Where is the RpcEnv
instance in, and how every components get the corresponding rpcEnv
instance? How do the components make connection to each other?
RpcEnv
is an RPC Environment that is created separately for every component in Spark and is used to exchange messages between each other for remote communication.
Spark creates the RPC environments for the driver and executors (by executing SparkEnv. createDriverEnv and SparkEnv.createExecutorEnv methods, respectively).
SparkEnv.createDriverEnv
is used exclusively when SparkContext
is created for the driver:
_env = createSparkEnv(_conf, isLocal, listenerBus)

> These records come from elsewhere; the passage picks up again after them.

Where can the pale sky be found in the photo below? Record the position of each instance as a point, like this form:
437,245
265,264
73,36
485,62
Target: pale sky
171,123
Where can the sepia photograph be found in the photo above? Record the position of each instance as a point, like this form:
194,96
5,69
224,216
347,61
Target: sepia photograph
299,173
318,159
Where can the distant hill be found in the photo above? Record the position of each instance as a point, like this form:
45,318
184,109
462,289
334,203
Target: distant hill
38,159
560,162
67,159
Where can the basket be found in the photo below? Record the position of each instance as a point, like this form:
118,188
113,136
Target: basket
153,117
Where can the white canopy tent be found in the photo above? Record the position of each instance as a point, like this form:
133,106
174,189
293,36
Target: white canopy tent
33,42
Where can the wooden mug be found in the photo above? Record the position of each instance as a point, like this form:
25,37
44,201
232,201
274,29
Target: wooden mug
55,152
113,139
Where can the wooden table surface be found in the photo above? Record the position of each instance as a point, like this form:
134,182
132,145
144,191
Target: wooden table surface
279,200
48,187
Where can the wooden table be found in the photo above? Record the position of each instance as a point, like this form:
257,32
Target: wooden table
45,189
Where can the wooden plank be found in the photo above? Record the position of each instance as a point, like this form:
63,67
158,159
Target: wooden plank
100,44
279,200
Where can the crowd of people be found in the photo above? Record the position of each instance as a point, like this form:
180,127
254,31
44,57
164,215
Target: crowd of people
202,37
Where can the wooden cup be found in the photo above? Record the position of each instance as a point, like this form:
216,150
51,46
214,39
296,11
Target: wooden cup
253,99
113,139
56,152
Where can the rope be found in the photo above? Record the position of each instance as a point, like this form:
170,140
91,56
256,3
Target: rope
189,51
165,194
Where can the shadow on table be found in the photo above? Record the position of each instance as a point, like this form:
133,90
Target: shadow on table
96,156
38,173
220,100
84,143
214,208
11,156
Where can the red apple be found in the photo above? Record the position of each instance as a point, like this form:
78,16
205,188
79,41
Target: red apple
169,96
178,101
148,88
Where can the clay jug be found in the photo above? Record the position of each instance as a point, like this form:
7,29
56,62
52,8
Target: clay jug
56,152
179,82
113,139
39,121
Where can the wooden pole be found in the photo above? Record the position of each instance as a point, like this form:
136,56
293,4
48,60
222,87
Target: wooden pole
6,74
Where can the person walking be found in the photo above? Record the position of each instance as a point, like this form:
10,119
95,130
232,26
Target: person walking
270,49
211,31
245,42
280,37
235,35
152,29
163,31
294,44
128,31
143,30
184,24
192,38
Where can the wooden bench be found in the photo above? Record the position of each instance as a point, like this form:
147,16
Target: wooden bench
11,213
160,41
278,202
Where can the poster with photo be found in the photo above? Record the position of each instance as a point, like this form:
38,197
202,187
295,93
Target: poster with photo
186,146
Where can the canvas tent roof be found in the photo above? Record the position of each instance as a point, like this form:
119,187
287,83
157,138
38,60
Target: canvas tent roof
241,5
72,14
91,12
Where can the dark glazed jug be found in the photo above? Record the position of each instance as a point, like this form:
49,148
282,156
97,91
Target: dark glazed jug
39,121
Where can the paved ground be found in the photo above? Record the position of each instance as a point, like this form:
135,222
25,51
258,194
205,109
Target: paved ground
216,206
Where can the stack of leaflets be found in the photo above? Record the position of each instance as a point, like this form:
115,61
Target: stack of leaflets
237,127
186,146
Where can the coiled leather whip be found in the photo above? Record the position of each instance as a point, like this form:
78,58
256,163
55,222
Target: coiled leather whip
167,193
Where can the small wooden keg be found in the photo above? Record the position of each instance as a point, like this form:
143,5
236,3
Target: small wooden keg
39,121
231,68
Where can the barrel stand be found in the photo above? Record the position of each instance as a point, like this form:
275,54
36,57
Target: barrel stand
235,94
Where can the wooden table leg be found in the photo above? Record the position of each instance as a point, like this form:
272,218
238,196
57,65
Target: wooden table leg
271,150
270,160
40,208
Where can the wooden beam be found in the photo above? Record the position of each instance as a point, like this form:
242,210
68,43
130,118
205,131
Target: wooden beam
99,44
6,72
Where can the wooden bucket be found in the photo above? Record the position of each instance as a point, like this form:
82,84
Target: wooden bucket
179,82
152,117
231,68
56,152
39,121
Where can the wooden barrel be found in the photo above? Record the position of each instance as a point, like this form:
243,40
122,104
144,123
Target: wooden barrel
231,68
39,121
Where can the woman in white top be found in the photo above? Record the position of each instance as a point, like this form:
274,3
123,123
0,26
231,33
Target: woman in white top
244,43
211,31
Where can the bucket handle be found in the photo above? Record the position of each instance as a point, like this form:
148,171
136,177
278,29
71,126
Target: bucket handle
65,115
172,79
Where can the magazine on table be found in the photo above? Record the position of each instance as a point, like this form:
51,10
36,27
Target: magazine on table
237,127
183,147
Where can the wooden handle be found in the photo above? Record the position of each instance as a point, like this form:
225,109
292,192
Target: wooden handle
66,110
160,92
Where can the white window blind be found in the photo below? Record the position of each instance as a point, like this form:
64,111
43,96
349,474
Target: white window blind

You can create a RPC Environment using RpcEnv.create
factory methods yourself (as do ExecutorBackends, e.g. CoarseGrainedExecutorBackend):
val env = SparkEnv.createExecutorEnv(
driverConf, executorId, hostname, cores, cfg.ioEncryptionKey, isLocal = false)
Separate RpcEnv
s are also created for standalone Master and workers.
How do the components make connection to each other?
No much magic here :) The driver for a Spark application and the standalone Master for a Spark Standalone cluster are created first and they have no dependency on other components.
When the driver of a Spark application starts, it requests resources (in the form of resource containers from a cluster manager) with the command to launch executors (that differs per cluster manager). In the launch command, there are connection details (i.e. host and port) of the driver's RpcEndpoint.
See how it works with Hadoop YARN in Client.
It is a similar process with standalone Workers with the difference that the administrator has to specify the master's URL at command line.
$ ./sbin/start-slave.sh
Usage: ./sbin/start-slave.sh [options] <master>
Master must be a URL of the form spark://hostname:port
Options:
-c CORES, --cores CORES Number of cores to use
-m MEM, --memory MEM Amount of memory to use (e.g. 1000M, 2G)
-d DIR, --work-dir DIR Directory to run apps in (default: SPARK_HOME/work)
-i HOST, --ip IP Hostname to listen on (deprecated, please use --host or -h)
-h HOST, --host HOST Hostname to listen on
-p PORT, --port PORT Port to listen on (default: random)
--webui-port PORT Port for web UI (default: 8081)
--properties-file FILE Path to a custom Spark properties file.
Default is conf/spark-defaults.conf.